(CBS) -- Smartwatches are the hot thing, replacing the old school wristwatch.They can do so much, but are they safe from hackers?
CBS 2's Lionel Moise takes a closer look in this Original Report.
From tracking your health to checking emails, smartwatches can make life much more convenient.
"I love it," said Mansoor Anjarwala. "It's the first thing I do just because I fell it's now part of my life."
Anjarwala mostly uses his for fitness. Others use it for texts, photos and paying for purchases but the big question is: can your smartwatch be outsmarted by a hacker?
"We were able to get personal information like contacts, calendar information, emails," said Frank Breitinger.
Breitinger and his forensics team at the University of New Haven were able to hack data on a smartwatch. Their research was focused on catching criminals, but also revealed how you could become the next target.
"Some of the smartwatches allow you to open doors," said Breitinger. "In the future, they might be used to pay or start cars, so you should be aware that the data that you store in there, it might be not only you who is able to read that."
And the motion sensor that tracks your steps might also be a security concern. Researchers at the University of Illinois demonstrated how they could determine what you're typing simply by tracking a sensor and researchers at the University of Copenhagen showed they could detect five numbers of an eight number pin punched on a keypad.

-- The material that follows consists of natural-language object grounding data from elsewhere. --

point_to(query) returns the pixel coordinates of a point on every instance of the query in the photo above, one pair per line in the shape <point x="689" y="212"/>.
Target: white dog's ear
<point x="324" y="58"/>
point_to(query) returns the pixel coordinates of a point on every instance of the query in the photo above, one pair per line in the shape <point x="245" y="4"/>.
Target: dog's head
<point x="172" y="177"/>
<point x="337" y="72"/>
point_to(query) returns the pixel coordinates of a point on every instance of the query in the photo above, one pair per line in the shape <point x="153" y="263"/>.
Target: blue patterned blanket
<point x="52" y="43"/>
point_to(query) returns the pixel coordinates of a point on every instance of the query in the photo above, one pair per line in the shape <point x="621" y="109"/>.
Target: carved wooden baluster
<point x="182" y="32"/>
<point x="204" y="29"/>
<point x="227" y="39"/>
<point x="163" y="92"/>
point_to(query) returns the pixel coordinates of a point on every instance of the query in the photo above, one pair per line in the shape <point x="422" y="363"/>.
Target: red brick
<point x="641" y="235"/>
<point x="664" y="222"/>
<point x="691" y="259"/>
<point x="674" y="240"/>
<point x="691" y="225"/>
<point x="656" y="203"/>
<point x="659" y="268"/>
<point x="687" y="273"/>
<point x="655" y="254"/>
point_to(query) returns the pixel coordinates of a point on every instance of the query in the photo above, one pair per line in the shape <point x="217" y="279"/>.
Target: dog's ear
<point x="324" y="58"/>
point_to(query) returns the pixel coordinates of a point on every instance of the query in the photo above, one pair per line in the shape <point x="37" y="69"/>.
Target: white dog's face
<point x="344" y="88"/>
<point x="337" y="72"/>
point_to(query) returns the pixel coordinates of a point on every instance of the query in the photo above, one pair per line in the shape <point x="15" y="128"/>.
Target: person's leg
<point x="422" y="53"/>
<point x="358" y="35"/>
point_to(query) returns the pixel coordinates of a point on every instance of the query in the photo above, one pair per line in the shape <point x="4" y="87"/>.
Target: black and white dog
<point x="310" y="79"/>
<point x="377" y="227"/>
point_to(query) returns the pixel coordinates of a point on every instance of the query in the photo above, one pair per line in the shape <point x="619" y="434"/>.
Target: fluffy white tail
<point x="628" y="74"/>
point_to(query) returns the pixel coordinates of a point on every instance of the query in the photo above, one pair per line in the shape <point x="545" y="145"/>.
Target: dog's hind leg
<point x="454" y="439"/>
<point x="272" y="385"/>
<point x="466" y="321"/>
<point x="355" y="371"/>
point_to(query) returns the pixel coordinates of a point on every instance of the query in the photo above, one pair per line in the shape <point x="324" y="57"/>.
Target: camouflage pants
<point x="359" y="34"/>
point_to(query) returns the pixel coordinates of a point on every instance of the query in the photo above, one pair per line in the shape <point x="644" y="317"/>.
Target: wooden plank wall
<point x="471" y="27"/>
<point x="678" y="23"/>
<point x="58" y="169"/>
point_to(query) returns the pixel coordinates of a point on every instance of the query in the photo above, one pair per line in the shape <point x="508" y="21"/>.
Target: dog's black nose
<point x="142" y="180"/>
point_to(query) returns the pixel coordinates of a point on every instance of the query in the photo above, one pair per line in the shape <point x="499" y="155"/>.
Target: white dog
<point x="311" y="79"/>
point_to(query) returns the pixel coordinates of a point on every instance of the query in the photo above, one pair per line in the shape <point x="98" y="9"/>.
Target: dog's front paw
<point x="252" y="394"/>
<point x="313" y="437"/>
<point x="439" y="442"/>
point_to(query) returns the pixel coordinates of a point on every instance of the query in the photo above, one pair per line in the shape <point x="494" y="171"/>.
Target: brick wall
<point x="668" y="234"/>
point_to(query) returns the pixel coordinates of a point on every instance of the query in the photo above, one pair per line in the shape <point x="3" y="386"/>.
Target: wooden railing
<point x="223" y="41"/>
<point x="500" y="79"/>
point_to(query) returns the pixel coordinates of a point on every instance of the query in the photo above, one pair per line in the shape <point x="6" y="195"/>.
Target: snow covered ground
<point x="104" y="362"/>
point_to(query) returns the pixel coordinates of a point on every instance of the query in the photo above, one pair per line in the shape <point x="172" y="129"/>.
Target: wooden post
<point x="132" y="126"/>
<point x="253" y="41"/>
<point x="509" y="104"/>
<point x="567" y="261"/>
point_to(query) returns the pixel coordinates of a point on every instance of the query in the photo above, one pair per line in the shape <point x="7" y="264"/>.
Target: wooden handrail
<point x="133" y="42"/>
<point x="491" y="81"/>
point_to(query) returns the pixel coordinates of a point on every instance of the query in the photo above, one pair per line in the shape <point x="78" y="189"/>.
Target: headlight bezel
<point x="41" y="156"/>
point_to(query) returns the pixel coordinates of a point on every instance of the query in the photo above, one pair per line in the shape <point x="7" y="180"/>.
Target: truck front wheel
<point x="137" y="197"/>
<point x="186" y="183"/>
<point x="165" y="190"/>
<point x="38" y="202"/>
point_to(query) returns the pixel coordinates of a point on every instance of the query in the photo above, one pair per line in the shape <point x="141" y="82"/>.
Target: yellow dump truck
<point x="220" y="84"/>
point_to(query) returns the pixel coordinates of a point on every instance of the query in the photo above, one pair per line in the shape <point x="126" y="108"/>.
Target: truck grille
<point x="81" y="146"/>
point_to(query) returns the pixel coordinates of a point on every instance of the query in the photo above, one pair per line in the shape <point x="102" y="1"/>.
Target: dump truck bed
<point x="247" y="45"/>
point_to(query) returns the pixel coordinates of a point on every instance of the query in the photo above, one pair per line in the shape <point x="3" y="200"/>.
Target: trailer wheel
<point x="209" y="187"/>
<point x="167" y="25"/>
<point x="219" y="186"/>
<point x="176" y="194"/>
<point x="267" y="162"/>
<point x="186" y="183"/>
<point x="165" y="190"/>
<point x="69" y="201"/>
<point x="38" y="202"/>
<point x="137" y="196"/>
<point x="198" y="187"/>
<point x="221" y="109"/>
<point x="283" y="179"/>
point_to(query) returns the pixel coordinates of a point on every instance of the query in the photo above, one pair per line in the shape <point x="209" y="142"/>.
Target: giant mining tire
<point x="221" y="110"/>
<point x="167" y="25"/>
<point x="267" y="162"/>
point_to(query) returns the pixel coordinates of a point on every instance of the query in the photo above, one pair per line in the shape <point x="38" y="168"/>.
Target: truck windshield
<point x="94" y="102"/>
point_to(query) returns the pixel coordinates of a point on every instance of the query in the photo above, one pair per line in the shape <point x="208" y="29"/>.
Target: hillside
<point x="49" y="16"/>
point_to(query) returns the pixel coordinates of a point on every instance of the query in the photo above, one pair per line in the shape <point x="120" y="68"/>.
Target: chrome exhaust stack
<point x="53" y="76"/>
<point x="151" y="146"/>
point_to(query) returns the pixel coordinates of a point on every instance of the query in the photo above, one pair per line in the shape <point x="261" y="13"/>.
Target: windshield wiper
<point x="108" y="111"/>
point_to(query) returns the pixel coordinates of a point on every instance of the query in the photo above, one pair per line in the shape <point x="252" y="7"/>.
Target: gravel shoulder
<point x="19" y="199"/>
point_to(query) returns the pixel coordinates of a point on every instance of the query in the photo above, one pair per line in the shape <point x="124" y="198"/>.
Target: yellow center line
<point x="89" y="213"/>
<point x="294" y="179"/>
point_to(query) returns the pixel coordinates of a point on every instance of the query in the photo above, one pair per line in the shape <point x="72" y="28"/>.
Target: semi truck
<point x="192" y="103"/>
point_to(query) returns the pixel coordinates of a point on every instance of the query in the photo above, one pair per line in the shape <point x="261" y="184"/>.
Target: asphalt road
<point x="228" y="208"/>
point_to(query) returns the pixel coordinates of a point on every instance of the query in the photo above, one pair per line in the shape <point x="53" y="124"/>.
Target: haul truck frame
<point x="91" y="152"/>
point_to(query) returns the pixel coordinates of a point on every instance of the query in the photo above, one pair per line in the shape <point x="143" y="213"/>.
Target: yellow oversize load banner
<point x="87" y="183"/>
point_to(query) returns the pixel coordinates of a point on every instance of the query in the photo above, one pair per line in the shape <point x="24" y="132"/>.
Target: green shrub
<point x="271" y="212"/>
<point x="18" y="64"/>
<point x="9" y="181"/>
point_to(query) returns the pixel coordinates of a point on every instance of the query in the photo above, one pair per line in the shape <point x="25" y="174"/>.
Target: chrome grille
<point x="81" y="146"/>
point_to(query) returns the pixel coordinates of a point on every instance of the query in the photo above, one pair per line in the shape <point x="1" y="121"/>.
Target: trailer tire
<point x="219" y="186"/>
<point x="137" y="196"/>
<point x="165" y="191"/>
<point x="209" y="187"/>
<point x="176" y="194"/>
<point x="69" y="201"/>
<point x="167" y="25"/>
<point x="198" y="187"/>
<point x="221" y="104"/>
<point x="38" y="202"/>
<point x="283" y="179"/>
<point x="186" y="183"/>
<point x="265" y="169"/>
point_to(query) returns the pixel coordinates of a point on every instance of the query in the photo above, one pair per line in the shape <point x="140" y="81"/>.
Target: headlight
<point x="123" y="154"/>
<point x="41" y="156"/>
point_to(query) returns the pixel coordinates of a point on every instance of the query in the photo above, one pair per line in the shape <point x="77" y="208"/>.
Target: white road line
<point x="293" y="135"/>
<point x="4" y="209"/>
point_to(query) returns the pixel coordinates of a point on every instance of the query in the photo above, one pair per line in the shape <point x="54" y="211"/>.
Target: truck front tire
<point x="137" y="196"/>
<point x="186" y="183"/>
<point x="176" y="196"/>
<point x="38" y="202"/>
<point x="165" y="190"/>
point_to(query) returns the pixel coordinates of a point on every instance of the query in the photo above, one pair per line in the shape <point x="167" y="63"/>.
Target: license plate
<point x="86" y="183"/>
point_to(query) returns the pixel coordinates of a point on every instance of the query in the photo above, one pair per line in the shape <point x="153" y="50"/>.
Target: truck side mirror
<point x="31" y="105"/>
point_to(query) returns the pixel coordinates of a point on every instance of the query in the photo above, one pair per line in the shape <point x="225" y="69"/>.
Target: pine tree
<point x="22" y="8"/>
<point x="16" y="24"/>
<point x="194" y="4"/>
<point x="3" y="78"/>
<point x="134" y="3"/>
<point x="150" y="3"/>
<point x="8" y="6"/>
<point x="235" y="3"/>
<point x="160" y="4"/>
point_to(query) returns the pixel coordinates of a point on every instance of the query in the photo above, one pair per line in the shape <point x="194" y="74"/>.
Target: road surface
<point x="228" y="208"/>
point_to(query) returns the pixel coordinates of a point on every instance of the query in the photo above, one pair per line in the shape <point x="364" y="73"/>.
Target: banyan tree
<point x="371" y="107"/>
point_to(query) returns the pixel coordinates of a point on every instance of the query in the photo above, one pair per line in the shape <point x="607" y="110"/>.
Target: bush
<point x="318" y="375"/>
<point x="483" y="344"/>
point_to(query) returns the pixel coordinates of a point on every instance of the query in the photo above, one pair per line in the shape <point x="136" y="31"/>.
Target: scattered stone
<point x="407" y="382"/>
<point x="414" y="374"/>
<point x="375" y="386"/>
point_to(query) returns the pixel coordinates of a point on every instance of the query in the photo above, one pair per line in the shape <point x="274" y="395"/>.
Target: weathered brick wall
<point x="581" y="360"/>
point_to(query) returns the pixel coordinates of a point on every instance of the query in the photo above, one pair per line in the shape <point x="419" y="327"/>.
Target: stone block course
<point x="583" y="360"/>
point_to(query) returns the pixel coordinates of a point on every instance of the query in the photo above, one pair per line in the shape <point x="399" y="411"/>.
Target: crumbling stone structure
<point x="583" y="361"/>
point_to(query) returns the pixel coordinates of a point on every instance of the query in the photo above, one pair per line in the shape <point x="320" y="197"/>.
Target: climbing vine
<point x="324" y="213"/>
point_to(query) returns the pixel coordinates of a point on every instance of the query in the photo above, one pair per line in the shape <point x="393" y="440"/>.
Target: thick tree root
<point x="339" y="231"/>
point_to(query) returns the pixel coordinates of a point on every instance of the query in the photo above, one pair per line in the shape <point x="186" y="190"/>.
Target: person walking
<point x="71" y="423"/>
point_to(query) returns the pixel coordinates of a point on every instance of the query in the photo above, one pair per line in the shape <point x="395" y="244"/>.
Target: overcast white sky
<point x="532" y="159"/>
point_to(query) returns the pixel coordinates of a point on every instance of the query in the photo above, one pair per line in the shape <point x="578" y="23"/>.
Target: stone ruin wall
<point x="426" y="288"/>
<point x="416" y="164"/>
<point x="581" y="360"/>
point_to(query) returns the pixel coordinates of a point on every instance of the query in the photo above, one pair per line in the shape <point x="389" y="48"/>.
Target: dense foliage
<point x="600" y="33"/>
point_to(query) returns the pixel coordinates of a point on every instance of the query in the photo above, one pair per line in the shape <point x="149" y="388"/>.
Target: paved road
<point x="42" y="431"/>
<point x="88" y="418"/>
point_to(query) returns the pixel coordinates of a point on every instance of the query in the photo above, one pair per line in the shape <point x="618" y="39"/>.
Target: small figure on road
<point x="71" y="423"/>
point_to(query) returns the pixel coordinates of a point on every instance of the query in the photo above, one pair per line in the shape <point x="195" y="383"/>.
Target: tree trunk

Another vulnerability is how the watches send and receive data over Bluetooth, the cloud and WiFi, especially public WiFi.
"Everyone who is in that WiFi can access your data, might be able to read your data if traffic is not encrypted," said Breitinger.
Paul Petefish with Evolve Security in Chicago cautions Bluetooth, especially when the watch and phone are pairing, is not as hack-proof as people think.
"You could do something called Bluetooth hijacking, or bluesnarfing is what it's called, and that potentially could allow you to access the watch," Petefish said.
This was very surprising to some smartwatch users.
"The thinking is if this is linked to this, they are both secure but if it's not, it's an issue," said Walid Abu-Ghazaleh. "I would rather go back to a normal watch a secure phone."
"We always say it's either convenience or security, so it's hard to get both," said Breitinger.
Apple does have a more secure Bluetooth pairing than most other watches - and a stronger log-in, but you have to opt-in. LG says it is considering the issues we've brought up tonight. Samsung has not commented. Security experts suggest wearers take advantage of passwords and PINs to protect sensitive data. Also determine if your watch connects via WiFi and make sure the connection is secure.